Además del placer que parece provocarle un trabajo de limpieza bien hecho, este hombre –Hirayama– alienta otros más comprensibles: escucha y colecciona la música que ama (rock, blues), lee libros (solo uno a la vez, de principio a fin), toma fotografías de árboles y duerme tranquilo en un pequeño apartamento casi vacío. 

Algunos días va al sento de su barrio, esos lugares de reparación a través de duchas, saunas y jacuzzis. Aunque se sugiere elípticamente una vida previa de riquezas y privilegios, de trabajos gerenciales y ocupaciones prestigiosas, Hirayama es perfectamente feliz con su vida de actos mínimos y placeres directos. 

Sigue, así, un añejo modo de resistencia a las miserias del mundo: retirarse hacia una vida despojada y simple, concentrada en pocos, pero comprobados consuelos (la música, los libros, el agua, los árboles, las rutinas laborales). 

Y esos actos cotidianos y mínimos adquieren –como suele suceder en las películas de Wenders– un aire sacramental, como si el hecho de levantarse cada día al amanecer o el de leer un libro antes de dormirse fueran material suficiente para crear esos “días perfectos” a los que la película dedica sus evidentes dones de representación y elegía. Y todo esto remata en uno de los más conmovedores y misteriosos finales del cine reciente (un final que ha provocado una intensa discusión entre los comentaristas).

5. Una batalla tras otra. Paul Thomas Anderson tiene la doble distinción de ser el más celebrado director, en el mundo, del último cuarto de siglo y, de paso, de ser el autor de una obra en la que no hay fracasos: de sus diez largometrajes a la fecha, todos son buenos y por lo menos seis han sido llamados ‘obras maestras’. 

De hecho, y una vez más, un casi unánime consenso de críticos ha calificado de ‘obra maestra’ su última película, Una batalla tras otra. Esta es la segunda de sus adaptaciones de una obra del novelista Thomas Pynchon, uno de los autores mayores de la literatura en lengua inglesa del último medio siglo (y que ocupa un lugar crítico cercano al que, en castellano, sigue disfrutando Roberto Bolaño). 

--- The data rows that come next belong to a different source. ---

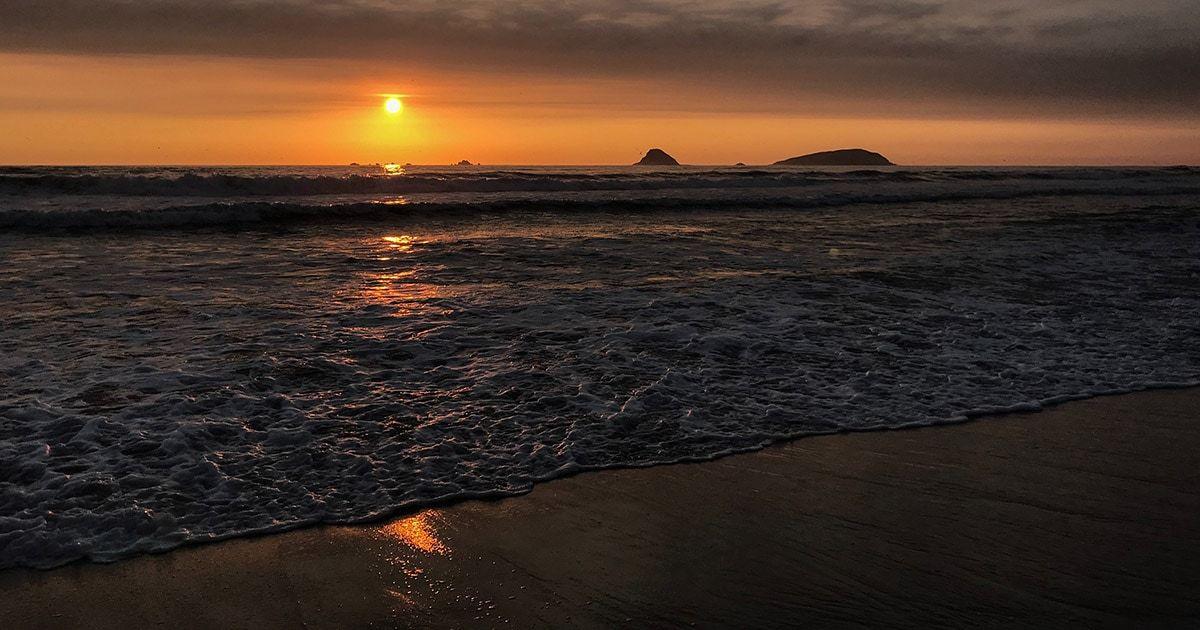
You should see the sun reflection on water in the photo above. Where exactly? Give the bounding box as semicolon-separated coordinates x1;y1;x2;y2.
379;510;450;556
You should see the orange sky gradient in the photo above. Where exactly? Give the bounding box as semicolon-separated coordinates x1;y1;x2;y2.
0;53;1200;164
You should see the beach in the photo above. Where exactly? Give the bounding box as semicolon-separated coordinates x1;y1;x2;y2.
0;389;1200;629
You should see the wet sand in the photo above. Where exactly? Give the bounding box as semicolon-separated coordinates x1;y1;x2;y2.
0;389;1200;629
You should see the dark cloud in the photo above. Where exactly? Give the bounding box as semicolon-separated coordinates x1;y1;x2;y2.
0;0;1200;118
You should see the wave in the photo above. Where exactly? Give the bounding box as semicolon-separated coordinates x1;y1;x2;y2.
0;167;1200;197
0;186;1200;232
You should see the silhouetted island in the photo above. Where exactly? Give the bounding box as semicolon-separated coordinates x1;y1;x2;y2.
775;149;895;167
634;149;679;167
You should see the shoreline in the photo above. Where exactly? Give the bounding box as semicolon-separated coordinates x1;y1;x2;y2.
0;388;1200;628
9;382;1200;574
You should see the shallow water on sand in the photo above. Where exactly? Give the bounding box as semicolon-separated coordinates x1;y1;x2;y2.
0;165;1200;568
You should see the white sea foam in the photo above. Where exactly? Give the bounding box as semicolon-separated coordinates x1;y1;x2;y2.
0;164;1200;566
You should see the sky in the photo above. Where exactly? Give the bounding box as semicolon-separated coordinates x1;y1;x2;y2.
0;0;1200;164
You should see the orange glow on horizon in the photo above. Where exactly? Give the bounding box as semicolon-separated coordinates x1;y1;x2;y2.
0;54;1200;166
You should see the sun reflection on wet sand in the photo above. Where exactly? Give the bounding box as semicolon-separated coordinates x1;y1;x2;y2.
379;510;450;556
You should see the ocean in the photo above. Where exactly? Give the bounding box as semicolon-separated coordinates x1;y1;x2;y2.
0;167;1200;568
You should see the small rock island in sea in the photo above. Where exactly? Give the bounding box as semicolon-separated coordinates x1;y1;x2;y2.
775;149;895;167
634;149;679;167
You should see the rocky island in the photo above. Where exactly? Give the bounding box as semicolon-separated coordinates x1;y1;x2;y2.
775;149;895;167
634;149;679;167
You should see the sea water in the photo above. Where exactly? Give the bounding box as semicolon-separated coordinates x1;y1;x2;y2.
0;167;1200;568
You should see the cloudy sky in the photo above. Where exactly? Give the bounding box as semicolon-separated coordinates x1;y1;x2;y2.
0;0;1200;163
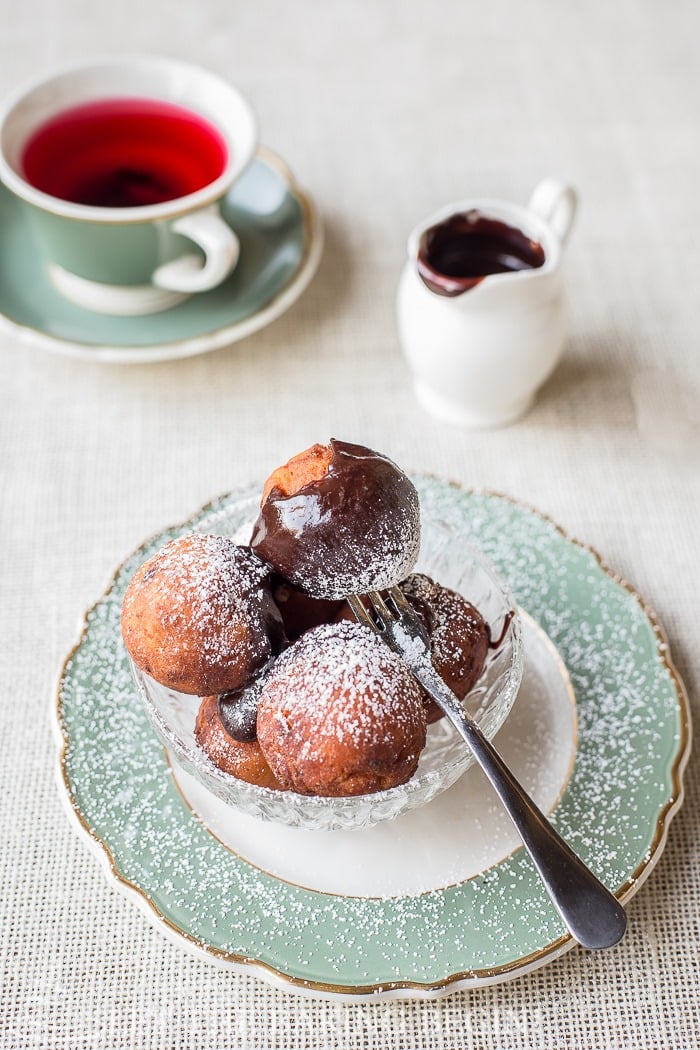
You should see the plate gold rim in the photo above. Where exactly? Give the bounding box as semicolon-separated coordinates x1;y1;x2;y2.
52;474;692;1000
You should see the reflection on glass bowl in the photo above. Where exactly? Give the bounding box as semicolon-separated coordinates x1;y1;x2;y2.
132;496;523;831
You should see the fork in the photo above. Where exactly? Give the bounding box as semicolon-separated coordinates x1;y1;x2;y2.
347;587;627;948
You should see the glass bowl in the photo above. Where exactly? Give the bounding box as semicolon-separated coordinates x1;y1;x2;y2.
131;492;523;831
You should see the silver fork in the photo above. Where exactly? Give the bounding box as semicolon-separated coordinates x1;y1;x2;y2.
347;587;627;948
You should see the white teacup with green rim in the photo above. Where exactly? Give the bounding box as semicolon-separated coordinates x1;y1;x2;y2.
0;57;258;315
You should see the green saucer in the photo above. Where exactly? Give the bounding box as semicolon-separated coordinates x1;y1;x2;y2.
57;477;691;999
0;150;322;363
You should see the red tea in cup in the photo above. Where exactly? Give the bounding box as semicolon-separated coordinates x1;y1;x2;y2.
21;98;229;208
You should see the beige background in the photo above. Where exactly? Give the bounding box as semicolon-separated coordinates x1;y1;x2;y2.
0;0;700;1050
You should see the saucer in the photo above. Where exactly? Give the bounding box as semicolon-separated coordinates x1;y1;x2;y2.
56;477;691;1001
0;149;323;364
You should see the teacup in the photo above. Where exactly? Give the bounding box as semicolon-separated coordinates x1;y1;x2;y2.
397;179;577;427
0;57;258;315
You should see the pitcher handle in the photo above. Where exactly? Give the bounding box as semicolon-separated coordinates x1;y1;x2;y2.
528;179;578;245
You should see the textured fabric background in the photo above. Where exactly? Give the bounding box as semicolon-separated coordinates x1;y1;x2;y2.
0;0;700;1050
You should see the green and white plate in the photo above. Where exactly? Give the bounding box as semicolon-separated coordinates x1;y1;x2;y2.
0;149;323;364
57;477;691;1000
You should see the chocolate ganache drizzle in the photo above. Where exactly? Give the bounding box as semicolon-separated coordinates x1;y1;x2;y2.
251;439;420;599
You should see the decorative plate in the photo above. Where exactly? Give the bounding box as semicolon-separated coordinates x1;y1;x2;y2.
57;477;691;999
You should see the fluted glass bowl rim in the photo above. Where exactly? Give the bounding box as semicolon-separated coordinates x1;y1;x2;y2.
129;490;524;831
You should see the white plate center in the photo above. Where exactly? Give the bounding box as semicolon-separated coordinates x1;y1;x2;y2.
172;613;577;897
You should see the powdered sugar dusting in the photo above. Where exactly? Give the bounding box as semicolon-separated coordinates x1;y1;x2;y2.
123;533;274;677
60;479;683;996
258;621;424;752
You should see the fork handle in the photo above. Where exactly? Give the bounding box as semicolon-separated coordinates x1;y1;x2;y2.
411;662;627;948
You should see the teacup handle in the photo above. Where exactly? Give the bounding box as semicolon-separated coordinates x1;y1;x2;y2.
152;205;240;292
528;179;578;245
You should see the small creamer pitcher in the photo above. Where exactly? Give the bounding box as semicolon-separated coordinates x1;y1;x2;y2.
397;179;577;426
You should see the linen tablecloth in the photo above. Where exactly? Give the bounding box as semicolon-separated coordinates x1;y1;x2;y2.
0;0;700;1050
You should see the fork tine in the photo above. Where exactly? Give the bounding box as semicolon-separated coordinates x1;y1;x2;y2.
367;591;397;623
347;594;377;632
388;584;416;613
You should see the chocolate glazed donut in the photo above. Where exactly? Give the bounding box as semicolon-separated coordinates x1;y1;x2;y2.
251;439;420;599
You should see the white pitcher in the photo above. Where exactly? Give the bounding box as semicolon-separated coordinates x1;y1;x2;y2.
397;179;577;426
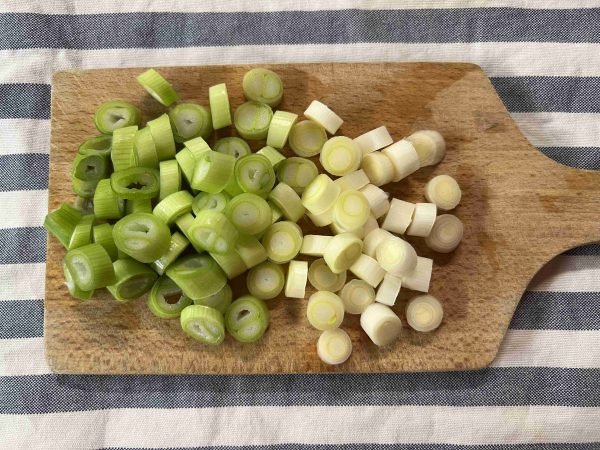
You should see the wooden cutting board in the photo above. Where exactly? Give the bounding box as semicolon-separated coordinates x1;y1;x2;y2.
45;63;600;374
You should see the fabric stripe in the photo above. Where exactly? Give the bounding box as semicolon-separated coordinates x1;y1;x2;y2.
0;227;46;264
0;300;44;338
0;191;48;229
0;406;600;449
0;84;50;119
0;8;600;49
0;368;600;414
0;153;49;192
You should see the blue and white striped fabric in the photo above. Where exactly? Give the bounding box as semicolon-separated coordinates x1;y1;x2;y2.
0;0;600;450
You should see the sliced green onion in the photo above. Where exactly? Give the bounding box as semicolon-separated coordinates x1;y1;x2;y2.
137;69;177;106
340;280;375;314
213;136;252;159
285;261;308;298
306;291;344;331
71;177;98;198
180;305;225;345
208;83;231;130
44;202;84;248
211;251;248;280
256;145;285;167
77;134;112;157
225;193;271;235
68;214;96;250
125;198;152;214
166;253;227;300
148;277;192;319
242;68;283;108
233;102;273;140
158;159;181;201
150;231;190;275
110;167;162;200
146;114;175;161
246;261;285;300
65;244;116;291
169;103;213;142
192;192;231;215
113;213;171;263
192;151;236;194
277;156;319;194
94;178;125;220
187;210;238;254
153;191;194;225
110;125;138;172
92;223;119;261
262;221;302;264
320;136;362;177
133;127;158;169
194;284;233;314
106;258;158;302
323;233;362;273
235;154;275;197
225;295;271;342
308;258;346;292
302;173;342;215
267;111;298;148
269;183;306;222
289;120;327;158
94;100;142;134
72;153;110;181
333;191;371;230
62;260;94;300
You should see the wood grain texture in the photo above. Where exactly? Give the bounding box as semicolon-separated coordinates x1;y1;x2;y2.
45;63;600;374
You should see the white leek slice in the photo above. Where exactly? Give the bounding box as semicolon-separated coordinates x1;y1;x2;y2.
300;234;333;256
304;100;344;134
320;136;362;177
425;175;462;211
381;198;415;234
381;139;421;181
360;184;390;219
375;236;417;277
340;280;375;314
306;291;344;331
333;191;371;230
323;233;362;273
425;214;464;253
406;130;446;167
401;256;433;292
350;254;385;287
317;328;352;365
285;261;308;298
360;303;402;346
406;203;437;237
406;295;444;332
363;228;394;258
302;173;341;215
354;126;394;155
360;152;396;186
308;258;347;292
375;273;402;306
334;169;371;191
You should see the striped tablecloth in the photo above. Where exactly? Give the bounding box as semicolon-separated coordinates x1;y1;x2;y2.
0;0;600;450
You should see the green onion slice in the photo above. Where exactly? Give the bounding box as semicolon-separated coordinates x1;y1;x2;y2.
137;69;177;106
148;277;192;319
94;100;142;134
233;102;273;140
169;103;213;142
180;305;225;345
113;213;171;263
225;295;271;342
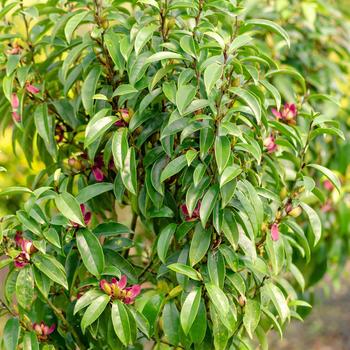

Puede ser que una cierta familiaridad con la obra de Pynchon ayude con esta película, por cuestiones de tono: el suyo es un universo histórico y político abrumado por referencias y trivia, parodias y paranoias, caricaturas y chistes de vaudeville. En esta cinta (basada libremente en la novela Vineland de Pynchon), los protagonistas son un viejo revolucionario retirado (un perfecto Leonardo diCaprio), la pareja muerta o desaparecida, la hija en peligro y un ultravillano (un exuberante y monstruoso Sean Penn). 

Escena por escena, es difícil reprocharle algo a Anderson: por diversas virtudes, cada una de sus secuencias es prodigiosa. Pero como en las novelas de Pynchon –que son tal vez un gusto adquirido– no es difícil perderse entre los distintos registros a la vista: ¿esto es melodrama o parodia? ¿sus revolucionarios son figuras trágicas o cómicas?, el tratamiento nazi de los inmigrantes indocumentados –algo que sucede ahora mismo en Estados Unidos y que la película muestra– ¿es buen material para una semicomedia de enredos con aspiraciones a “película de acción”? 

Mientras esta última discusión sigue su curso –con opiniones mayoritariamente favorables a la película–, lo que es obvio es lo siguiente: Anderson, como Pynchon, cree que, a pesar de su tendencia a parecerse a la farsa, los actos de resistencia son posibles y necesarios. Ya no retirarse o protegerse en una discreta y controlada rutina de placeres, sino salir al mundo y enfrentar sus miserias como podamos (y probablemente sin mayor consecuencia): esa es aquí la alternativa.